Being Human: Twisted déjà vu in wonderland

Being Human is at a point where the show could feel stagnant. We've known the characters for two years and the writers have thrown them in situations that go from bad to worse. But instead, the writers changed the circumstances and opened up new stories to explore.

The writers' willingness to change the characters continues to be my favorite aspect of Being Human. This week's episode threw a few twists at Josh, Sally, and Aidan. Spoilers below for episode 3.08 "Your Body Is a Condemned Wonderland."


"Wonderland" gave us a taste of reset television without actually resetting any of the characters.

Josh started the series as a werewolf, cured himself, and now he is a werewolf again. In the coming episodes, we'll see round two of how he deals with being a werewolf. His life fell apart the first time. Now he knows about the supernatural world and he had a system down for what to do on full moons. Things will probably be different this time around, but we don't know how yet.

By the end of "Wonderland," Sally and Aidan switch roles. Sally realizes that when she's hungry all the time, it's for raw meat. The preview for next week shows her eating a mouse, so she'll figure out that she has to eat live creatures to restore her body. It's a level up from vampire survival. Sally is now the one who has to destroy life in order to survive.

Liam injected Aidan with the flu virus, and now Aidan is this close to death. So far in the show, vampires have come back as hallucinations but not as ghosts, so death is probably the end of Aidan. He said he has "so much to make up for," and he's probably worried about dying before he can make amends for all the people he has killed.

The writers reset the characters, but each character has his or her own twist that will lead to new stories for at least the rest of this season.

Wednesday, March 6, 2013

Elementary: Joan gets to do her own thing

I've been watching Elementary sporadically.
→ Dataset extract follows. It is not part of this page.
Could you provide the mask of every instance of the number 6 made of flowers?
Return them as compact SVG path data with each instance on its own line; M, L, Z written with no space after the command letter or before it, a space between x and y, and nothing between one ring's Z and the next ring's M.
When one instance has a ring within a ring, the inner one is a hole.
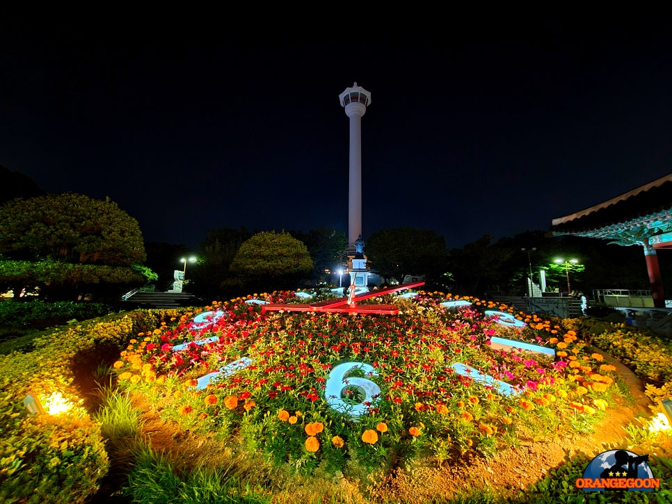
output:
M363 362L344 362L338 364L329 373L325 383L324 398L333 409L339 413L350 415L353 420L367 412L369 408L377 403L381 396L381 387L376 383L360 377L347 377L347 374L353 368L360 369L365 375L377 376L378 372L373 366ZM342 399L343 391L347 387L356 387L364 390L365 397L359 404L348 404Z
I want to like it, but the cases feel like they're dumbed-down, as if the writers or the audience (or maybe both) don't want the show to be too intellectual. That's too bad, because there's definitely an audience for shows that are shamelessly smart. (Ahem, for example, Fringe fans who now have nothing to watch.)

But Joan and Sherlock are really good. I like their characters, and I like that Joan gets to do her own thing. It would be  easy for the writers to write her as a bystander who gets lucky occasionally and notices something that helps Sherlock solve the case.

Instead, Joan contributes to the problem solving. She offers medical knowledge that Sherlock doesn't have readily available. She pieces together facts and evidence along with Sherlock. Every now and then, she picks up on something that Sherlock doesn't see. So yes, she's an assistant but she works with Sherlock and not for him.

None of this is any good without examples, so I'll pull three from episode 1.14 "The Deductionist." Spoilers below.

1. At the hospital crime scene, Sherlock looks at the blood around the room and figures out that the spot of blood on the bed must be Martin's (the serial killer). The blood looks thinner and lighter in color than normal. Sherlock knows that's because the anesthetic was mixed in with that blood, and he asks Joan for the most common chemical in anesthesia. She answers him immediately, and then they know what lab should look for.

2. At Patricia's house, Joan notices the beef jerky and cheese balls on the counter and knows that someone with kidney problems could not eat those snacks. That's the first clue that something is strange about Patricia's illness. Sherlock finds the second clue, the essential oils, and realizes that Patricia poisoned herself to fake her kidney problems.

3. Joan notices inconsistencies on the video with the electrical tape on the register in her apartment. Sometimes it's there and other times it's not. That means that her landlord was in her apartment to fix the problem before, and he unlawfully evicted her. Joan confronts him about it and convinces him to help her while she looks for a new place to live.

The episodes that I've seen haven't interested me enough to consistently watch Elementary, but I do like the show's take on Sherlock and Watson. Elementary has four regular characters, three of which are male, so it's good to see that the only regular female character is a colleague and not relegated to a minor role.